Faith Begins at the Family Table: Study Finds Childhood Conversations Predict Lifelong Belief

Communio and Harvard analyzed responses from more than 16,000 churchgoing adults and found that regular childhood conversations about faith strongly predict adult religious practice. Weekly faith talks in childhood raise the odds of passing faith to the next generation by 2.5×, while daily talks raise odds by 7.5×. Fathers who attended church weekly with their children at age 12 were linked to higher adult attendance, though closer father–child bonds sometimes coincided with fewer open faith conversations later. The study’s Pastor’s Guide urges parents to use short, everyday moments—mealtimes, errands, and routines—to ask simple faith questions and build lasting habits.
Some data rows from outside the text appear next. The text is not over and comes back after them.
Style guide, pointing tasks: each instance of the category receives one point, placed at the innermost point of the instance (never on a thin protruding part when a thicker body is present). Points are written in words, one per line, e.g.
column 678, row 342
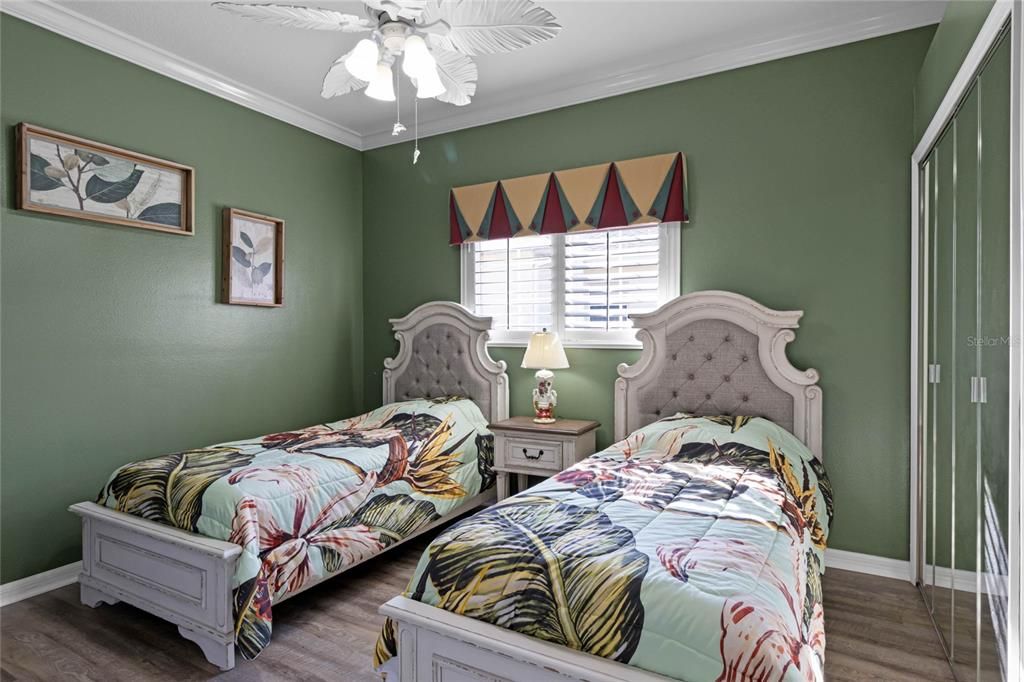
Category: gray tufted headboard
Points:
column 442, row 351
column 715, row 352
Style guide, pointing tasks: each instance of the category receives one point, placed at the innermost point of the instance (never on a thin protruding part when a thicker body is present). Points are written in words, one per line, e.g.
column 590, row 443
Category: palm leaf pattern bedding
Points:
column 305, row 505
column 692, row 549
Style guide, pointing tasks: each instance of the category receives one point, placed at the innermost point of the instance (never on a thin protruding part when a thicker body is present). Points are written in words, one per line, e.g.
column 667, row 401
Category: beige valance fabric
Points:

Faith Begins at the Family Table: Study Finds Childhood Conversations Predict Lifelong Belief

A new analysis by Communio, in partnership with researchers at Harvard, suggests that a person’s religious life is often shaped more by conversations at home than by time spent in the pew. The study surveyed more than 16,000 adults who currently attend church to identify which childhood practices best predict continued faith in adulthood.

Key findings

The research found that regular conversations about faith during childhood are among the strongest predictors of practicing faith as an adult. Respondents who recalled frequent faith conversations with their parents also reported higher levels of forgiveness toward those who hurt them and a greater sense of belonging to their church community.

Statistically, adults who remembered having at least weekly faith talks with their parents had more than 2.5 times the odds of holding regular faith conversations with their own children. Those who recalled daily conversations in childhood had more than 7.5 times the odds of continuing that pattern with the next generation. Despite this, fewer than half of respondents (about 48%) said they now have weekly faith conversations with their children.

Role of fathers

The paper highlights a particular role for fathers: adults were more likely to attend church regularly if they remembered attending church with their father weekly (or more) at age 12. A good or very good relationship with one’s father was also linked to greater forgiveness and belonging.
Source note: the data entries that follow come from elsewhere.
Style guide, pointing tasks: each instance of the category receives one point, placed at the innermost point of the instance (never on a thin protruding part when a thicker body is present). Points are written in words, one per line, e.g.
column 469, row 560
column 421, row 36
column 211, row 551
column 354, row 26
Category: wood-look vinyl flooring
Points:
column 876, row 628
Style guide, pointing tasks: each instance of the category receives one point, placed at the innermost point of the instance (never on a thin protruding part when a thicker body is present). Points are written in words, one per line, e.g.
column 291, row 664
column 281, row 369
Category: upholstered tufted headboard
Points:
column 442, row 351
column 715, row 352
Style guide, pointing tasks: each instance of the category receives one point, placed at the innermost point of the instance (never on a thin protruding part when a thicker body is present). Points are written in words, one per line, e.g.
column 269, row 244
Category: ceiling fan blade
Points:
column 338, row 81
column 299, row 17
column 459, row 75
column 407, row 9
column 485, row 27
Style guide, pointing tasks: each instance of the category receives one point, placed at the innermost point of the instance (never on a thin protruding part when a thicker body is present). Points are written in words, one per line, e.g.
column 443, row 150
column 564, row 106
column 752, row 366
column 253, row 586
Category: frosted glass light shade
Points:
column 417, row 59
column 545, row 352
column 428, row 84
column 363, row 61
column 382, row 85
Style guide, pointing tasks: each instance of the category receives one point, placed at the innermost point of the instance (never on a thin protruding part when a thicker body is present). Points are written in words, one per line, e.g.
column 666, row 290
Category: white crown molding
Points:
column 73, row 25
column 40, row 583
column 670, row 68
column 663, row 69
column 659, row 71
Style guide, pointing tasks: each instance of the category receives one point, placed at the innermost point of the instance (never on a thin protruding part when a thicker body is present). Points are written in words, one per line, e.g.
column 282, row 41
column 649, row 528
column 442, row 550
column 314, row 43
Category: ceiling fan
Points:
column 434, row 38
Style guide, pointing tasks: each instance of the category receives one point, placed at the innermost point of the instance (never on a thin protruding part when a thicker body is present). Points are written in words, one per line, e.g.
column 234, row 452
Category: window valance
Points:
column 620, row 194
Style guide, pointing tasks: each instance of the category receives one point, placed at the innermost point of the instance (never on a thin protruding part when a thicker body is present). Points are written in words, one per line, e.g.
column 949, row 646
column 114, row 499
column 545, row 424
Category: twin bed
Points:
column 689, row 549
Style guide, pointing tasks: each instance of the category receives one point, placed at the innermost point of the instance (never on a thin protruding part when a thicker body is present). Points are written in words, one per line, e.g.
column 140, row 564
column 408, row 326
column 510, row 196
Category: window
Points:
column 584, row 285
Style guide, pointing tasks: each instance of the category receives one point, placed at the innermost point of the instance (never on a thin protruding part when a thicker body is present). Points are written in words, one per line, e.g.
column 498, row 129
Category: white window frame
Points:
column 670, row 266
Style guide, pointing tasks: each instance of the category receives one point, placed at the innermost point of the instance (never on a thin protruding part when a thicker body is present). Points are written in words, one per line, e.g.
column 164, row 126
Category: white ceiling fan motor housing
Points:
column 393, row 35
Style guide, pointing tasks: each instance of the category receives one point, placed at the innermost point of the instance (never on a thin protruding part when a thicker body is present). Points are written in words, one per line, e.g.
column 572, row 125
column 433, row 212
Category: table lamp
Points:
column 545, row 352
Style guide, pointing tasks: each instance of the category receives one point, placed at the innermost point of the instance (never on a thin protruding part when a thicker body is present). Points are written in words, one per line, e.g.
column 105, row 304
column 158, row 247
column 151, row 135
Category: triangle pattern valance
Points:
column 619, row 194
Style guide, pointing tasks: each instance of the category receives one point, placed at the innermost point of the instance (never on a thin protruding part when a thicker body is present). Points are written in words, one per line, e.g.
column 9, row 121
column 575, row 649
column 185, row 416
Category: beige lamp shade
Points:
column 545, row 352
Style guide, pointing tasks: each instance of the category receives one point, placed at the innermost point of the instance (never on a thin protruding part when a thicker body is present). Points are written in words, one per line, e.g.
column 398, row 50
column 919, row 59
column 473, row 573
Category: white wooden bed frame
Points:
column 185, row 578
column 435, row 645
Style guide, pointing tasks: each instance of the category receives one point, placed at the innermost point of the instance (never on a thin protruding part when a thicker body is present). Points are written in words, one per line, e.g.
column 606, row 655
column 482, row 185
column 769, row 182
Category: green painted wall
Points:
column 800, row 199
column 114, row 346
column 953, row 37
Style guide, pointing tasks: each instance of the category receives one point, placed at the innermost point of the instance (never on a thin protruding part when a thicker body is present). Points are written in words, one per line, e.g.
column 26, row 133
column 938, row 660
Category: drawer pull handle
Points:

Unexpectedly, the research also found that stronger father–child relationships were sometimes associated with a lower likelihood of openly discussing faith with one’s own children. The report does not explain why; the authors frame this result as a pastoral teaching opportunity, noting that positive relationships and regular attendance are valuable but not automatic solutions for transmitting faith.

Practical guidance for parents

JP De Gance, Communio’s founder and president and author of the study’s Pastor’s Guide, urges parents that ‘‘any Christian parent not already having these conversations with their kids can take a step today to make this a regular part of their routine.’’
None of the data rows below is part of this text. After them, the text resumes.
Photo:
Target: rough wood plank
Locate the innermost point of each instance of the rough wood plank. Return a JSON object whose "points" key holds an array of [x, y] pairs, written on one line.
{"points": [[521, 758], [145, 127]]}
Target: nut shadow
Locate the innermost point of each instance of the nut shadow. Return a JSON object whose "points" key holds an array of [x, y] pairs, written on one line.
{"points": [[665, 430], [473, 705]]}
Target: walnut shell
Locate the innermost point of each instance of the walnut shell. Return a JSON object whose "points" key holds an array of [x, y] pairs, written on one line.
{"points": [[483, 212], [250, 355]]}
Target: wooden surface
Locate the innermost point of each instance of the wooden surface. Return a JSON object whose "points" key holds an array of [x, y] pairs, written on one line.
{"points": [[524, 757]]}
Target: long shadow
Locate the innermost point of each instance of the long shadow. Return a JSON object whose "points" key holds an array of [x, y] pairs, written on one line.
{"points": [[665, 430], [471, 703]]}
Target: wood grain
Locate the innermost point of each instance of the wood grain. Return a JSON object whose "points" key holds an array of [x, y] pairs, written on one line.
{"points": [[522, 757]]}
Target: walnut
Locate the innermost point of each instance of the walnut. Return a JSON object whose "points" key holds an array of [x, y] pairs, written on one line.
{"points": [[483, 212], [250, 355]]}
The Pastor’s Guide recommends "sanctifying" ordinary moments—mealtimes, errands, or daily routines—with short, open-ended questions about faith. Suggested prompts include:

"How did you see God show up in your life this week?"

"What should we pray for today?"

"What are you grateful to God for right now?"

The guide emphasizes that parents do not need to be theologians to lead these talks; simple, consistent, open conversations can have a lasting influence on children’s faith formation.

Why it matters

Framed against a 2024 Pew Research Center finding that 28% of U.S. adults describe themselves as religiously unaffiliated, the study points to family practice as a key lever for reversing generational decline in religious affiliation. The findings suggest that small, everyday moments of conversation can play an outsized role in whether faith endures across generations.